When I was nineteen, I had an encounter that prompted me to choose to follow Jesus for the rest of my life. That decision is one that I have not regretted, even for a single moment. The Bible says that I became a new creation (2 Corinthians 5:17); that I was born again. Although that may be true, in some senses I feel like I didn’t leave the womb immediately. I’d inadvertently stumbled into Kerith Community Church in the search of friendship, and I found Jesus. Or rather, he found me. I adored the community and passion for God at that church and my very first moments as a new creation were amongst the people that formed this particular expression of faith. Kerith Community Church nurtured both me as a person and my relationship with Jesus to such an extent that I will never truly be able to express my gratitude. They were the womb in which this new life was able to grow, protected and supported. They were my harbour; but as a wonderful lady prophesied over me a few years ago, ‘a ship is not meant for the harbour, it’s meant for the high seas.’
Kerith Community Church is a phenomenal place that I do miss considerably (and am super excited about returning to for a few weeks), but it seems that God didn’t intend for me to be there forever. In April, I left the Kerith womb and just as in my first moments in this world, I found myself heading for the incubator: The School of Supernatural Ministry.

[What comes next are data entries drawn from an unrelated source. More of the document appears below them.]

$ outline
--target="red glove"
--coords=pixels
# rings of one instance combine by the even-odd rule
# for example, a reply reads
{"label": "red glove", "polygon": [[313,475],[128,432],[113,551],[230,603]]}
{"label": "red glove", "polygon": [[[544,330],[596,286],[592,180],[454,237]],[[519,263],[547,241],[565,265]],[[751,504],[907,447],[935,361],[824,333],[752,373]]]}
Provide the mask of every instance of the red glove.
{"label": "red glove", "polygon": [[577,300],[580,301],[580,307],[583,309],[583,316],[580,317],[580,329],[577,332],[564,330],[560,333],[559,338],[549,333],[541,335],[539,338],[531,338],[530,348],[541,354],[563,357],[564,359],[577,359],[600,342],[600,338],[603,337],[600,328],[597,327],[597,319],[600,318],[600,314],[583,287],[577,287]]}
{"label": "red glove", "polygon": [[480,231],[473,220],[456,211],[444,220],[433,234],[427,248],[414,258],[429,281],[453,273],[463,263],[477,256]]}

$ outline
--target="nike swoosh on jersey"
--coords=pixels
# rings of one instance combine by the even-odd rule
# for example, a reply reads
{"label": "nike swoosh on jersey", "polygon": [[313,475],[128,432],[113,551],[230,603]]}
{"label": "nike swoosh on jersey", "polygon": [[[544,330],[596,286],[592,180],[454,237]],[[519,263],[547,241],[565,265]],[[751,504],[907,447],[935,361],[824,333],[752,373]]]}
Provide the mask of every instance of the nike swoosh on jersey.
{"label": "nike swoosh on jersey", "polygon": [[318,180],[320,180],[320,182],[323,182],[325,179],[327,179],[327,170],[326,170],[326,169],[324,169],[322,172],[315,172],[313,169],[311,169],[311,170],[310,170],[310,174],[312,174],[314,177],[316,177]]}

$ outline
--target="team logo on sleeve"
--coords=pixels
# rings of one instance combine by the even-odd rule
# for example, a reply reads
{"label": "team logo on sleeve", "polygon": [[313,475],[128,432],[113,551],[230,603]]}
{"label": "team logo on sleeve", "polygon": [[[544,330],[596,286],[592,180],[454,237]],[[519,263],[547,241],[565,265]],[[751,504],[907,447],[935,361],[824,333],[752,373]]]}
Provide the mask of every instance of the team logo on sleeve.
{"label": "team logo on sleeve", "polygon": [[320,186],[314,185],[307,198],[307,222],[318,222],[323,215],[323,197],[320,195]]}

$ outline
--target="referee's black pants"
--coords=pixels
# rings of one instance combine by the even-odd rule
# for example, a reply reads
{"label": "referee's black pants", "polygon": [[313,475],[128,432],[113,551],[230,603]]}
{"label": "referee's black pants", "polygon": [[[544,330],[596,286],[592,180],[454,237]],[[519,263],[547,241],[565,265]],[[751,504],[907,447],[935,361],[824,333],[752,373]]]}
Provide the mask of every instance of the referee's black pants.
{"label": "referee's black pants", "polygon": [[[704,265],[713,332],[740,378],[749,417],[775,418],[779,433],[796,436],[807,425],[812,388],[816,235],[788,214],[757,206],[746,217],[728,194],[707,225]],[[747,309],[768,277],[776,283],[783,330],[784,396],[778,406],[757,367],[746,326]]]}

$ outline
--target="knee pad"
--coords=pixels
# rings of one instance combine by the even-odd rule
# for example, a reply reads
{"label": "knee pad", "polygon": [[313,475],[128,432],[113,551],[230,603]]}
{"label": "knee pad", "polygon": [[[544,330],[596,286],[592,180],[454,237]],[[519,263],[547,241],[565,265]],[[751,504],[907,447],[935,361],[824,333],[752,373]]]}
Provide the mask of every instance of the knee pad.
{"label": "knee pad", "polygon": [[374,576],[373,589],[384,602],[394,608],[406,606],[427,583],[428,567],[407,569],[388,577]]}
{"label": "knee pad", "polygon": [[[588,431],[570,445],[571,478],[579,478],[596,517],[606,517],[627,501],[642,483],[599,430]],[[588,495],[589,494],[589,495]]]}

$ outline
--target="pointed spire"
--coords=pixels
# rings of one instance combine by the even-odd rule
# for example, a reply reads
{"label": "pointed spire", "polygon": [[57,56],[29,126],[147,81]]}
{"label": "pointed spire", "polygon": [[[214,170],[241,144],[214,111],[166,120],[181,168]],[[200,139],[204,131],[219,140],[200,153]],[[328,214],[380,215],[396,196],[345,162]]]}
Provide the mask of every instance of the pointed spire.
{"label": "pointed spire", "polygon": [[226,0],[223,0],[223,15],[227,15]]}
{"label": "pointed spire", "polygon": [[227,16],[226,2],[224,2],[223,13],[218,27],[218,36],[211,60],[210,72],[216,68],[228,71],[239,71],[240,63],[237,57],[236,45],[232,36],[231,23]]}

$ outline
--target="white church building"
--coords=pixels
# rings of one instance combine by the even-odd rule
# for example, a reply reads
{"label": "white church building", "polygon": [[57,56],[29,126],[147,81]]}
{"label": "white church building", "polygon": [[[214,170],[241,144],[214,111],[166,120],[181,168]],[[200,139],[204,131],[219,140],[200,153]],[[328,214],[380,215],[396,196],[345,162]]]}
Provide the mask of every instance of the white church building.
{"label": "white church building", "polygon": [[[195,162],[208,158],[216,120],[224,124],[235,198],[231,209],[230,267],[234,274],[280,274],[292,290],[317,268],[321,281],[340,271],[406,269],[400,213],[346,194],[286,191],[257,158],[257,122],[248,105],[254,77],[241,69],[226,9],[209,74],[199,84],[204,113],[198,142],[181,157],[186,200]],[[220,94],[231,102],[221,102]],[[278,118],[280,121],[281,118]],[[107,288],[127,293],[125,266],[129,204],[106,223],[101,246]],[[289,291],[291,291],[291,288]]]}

To me, it is very apt to describe SSM in this way. At Kerith, I was protected and nurtured and when I left, the school didn’t seek to undo anything that had been done or un-teach anything that had been taught. Rather, as an incubator continues the growth process, so did they. I have gained a much deeper understanding of God and of his Word, the Bible. My faith for breakthroughs, miracles and powerful encounters with God has never been higher. My confidence in the things of the supernatural – of healing, prophecy and words of knowledge to name a few – has increased more than I could have imagined and what’s more, I feel fully assured of who I am in Jesus.
In this incubator I am not alone. I have been hugely inspired by phenomenal staff and teachers, pushed and encouraged by the best classmates I could have hoped for and blessed by countless others along the way. As I prepare to be reassigned to a Canadian incubator in September, I know that there are friendships and bonds here that will not be easily broken. I do not say that lightly or flippantly! It really was simply that impactful a time.
In this incubator I have been exposed to a totally new culture and fallen just as totally in love with it. Singapore is a wonderful country that I am reluctant to leave. Morten T. Kelsey said that ‘The church is not a museum for saints but a hospitable for sinners’, and I believe that right now, I’m simply moving to a different ward. I have the privilege of studying more about Jesus over the next year but I do believe that at some point in this indiscernible future we are perpetually striding towards, I’ll come back to the Singapore ward to help in the wonderful work that is happening here. What an exciting thought.
It’s been an incredible adventure and one that I wouldn’t change for the world. I’m so grateful to everyone that has made this time learning about the King of Kings so powerful. Thank you.
Besides, I would’ve made a terrible actor so probably best that that ship sailed without me!